Despite knowing that vinegar does have a place (though a very small one) in both sweets and cocktails, I was still half expecting the drink to taste like watered-down salad dressing. According to Jones, you need just "a splash of balsamic vinegar" and "any sparkling beverage," along with some ice, but to do it justice as best I could, I opted for La Croix's guava-flavored seltzer, exactly as Jones did in the video. I poured in the balsamic, followed by the seltzer, and gave the two a good mix. And immediately, I had hope because the drink really did look like Coke.
That hope was quickly shot down upon first sip, however. The flavor, to me, doesn't taste anything like the TikTok suggests, but not necessarily in a bad way. I actually think it's closer to Dr. Pepper, but unsweetened and almost bitter in the same way beer is. The tanginess from the balsamic is also hard to miss, but oddly enough, it's more tart than vinegary. I think the guava flavor of the seltzer brought out the sweetness of the balsamic vinegar, or at least balanced it out well, because the combination somehow works. I would've never guessed the two ingredients had I known otherwise.

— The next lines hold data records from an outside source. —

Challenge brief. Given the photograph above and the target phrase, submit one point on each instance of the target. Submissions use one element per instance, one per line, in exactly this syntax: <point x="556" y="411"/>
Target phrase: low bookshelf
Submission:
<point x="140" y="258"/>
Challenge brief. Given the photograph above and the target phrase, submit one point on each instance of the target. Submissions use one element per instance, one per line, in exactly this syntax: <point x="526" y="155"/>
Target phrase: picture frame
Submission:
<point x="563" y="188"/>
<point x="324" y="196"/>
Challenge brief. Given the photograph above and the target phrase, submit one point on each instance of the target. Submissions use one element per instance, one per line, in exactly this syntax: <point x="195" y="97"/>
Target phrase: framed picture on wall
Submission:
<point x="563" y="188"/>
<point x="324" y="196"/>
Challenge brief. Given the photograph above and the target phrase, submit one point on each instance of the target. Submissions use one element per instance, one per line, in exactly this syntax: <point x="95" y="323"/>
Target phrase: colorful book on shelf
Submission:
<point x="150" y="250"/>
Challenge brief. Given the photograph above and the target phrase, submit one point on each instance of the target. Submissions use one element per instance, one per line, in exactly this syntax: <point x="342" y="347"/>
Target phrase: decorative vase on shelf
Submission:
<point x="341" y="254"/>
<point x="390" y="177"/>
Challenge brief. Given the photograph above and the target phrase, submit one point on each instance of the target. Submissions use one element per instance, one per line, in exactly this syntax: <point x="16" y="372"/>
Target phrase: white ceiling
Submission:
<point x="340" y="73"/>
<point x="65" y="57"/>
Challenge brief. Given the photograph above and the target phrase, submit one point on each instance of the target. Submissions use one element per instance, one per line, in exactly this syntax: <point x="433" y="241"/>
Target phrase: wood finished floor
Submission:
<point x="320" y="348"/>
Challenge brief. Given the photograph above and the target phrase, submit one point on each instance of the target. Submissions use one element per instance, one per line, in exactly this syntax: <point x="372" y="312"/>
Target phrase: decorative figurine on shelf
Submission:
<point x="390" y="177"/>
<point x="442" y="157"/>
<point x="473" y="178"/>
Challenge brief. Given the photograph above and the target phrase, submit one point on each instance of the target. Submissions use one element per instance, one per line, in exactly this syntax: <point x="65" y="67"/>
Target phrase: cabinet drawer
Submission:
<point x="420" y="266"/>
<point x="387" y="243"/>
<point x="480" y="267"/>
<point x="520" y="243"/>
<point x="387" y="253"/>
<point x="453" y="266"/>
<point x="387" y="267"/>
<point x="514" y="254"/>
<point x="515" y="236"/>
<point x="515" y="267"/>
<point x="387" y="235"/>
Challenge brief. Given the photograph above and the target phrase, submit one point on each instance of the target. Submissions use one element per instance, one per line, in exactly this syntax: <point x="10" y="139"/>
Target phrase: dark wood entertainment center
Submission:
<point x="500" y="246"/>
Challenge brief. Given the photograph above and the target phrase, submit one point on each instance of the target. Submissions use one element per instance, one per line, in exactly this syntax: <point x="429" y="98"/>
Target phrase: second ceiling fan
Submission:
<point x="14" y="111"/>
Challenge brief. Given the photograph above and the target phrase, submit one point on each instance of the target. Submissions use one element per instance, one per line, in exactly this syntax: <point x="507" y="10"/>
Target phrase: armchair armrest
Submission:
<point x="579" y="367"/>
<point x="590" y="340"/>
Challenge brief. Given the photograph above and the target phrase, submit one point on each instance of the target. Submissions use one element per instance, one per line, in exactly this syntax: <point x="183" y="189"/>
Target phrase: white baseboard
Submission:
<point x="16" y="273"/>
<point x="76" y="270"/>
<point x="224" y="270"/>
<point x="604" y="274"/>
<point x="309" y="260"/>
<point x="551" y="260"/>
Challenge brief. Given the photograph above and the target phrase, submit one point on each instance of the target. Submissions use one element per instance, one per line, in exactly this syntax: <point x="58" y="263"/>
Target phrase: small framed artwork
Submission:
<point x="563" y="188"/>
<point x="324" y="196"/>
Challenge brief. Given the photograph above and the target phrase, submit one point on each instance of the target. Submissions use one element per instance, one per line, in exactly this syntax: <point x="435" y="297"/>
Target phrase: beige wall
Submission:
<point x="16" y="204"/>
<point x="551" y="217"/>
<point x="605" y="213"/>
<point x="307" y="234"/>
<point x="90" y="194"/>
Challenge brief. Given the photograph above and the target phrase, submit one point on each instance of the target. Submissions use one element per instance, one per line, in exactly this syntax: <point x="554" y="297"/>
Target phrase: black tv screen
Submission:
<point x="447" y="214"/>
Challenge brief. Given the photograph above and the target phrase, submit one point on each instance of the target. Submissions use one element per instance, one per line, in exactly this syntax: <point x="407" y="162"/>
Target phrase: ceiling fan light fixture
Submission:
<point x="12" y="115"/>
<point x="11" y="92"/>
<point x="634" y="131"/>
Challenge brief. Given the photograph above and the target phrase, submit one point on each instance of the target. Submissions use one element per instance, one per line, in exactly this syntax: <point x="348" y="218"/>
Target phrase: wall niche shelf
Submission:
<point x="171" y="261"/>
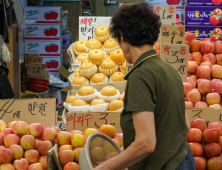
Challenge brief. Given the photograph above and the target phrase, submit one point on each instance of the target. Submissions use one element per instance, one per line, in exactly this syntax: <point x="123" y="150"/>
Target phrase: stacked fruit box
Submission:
<point x="204" y="18"/>
<point x="44" y="35"/>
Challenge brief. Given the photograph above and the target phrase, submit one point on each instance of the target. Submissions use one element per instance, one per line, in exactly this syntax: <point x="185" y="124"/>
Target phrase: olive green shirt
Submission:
<point x="153" y="85"/>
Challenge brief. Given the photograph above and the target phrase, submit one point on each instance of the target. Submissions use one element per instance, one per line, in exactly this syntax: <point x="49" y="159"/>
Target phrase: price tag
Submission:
<point x="167" y="14"/>
<point x="88" y="25"/>
<point x="177" y="56"/>
<point x="82" y="121"/>
<point x="207" y="114"/>
<point x="29" y="110"/>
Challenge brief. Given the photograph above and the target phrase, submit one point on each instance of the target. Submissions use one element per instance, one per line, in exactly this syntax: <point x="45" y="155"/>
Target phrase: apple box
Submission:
<point x="43" y="15"/>
<point x="52" y="63"/>
<point x="212" y="32"/>
<point x="203" y="15"/>
<point x="43" y="32"/>
<point x="203" y="2"/>
<point x="44" y="48"/>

Being that I'm not a habitual Coke drinker, however, I decided to consult an expert for additional feedback — a friend of mine whose Coke palette is so refined that she swears Diet Coke and Coke Zero taste completely different and that nothing can compare to the real thing. I made no mention of Coke, seltzer, or balsamic vinegar to her, and the consensus was interesting: it reminded her of a sour beer, not soda. Would she go out of her way to have it again? Probably not, she said, and honestly, I'd have to agree.
A balsamic spritzer is tasty enough to try for fun, and it isn't by any means as disgusting as some are saying, but it does seem like something you'd pull together in your dorm room out of desperation for a Coke. Try it if you wish, but I wouldn't be surprised if the trend died down as fast as it went viral. The whole is definitely greater than the sum of its parts, but if I want a healthy alternative to coke, I think I'd rather stick to drinking my seltzers without the balsamic.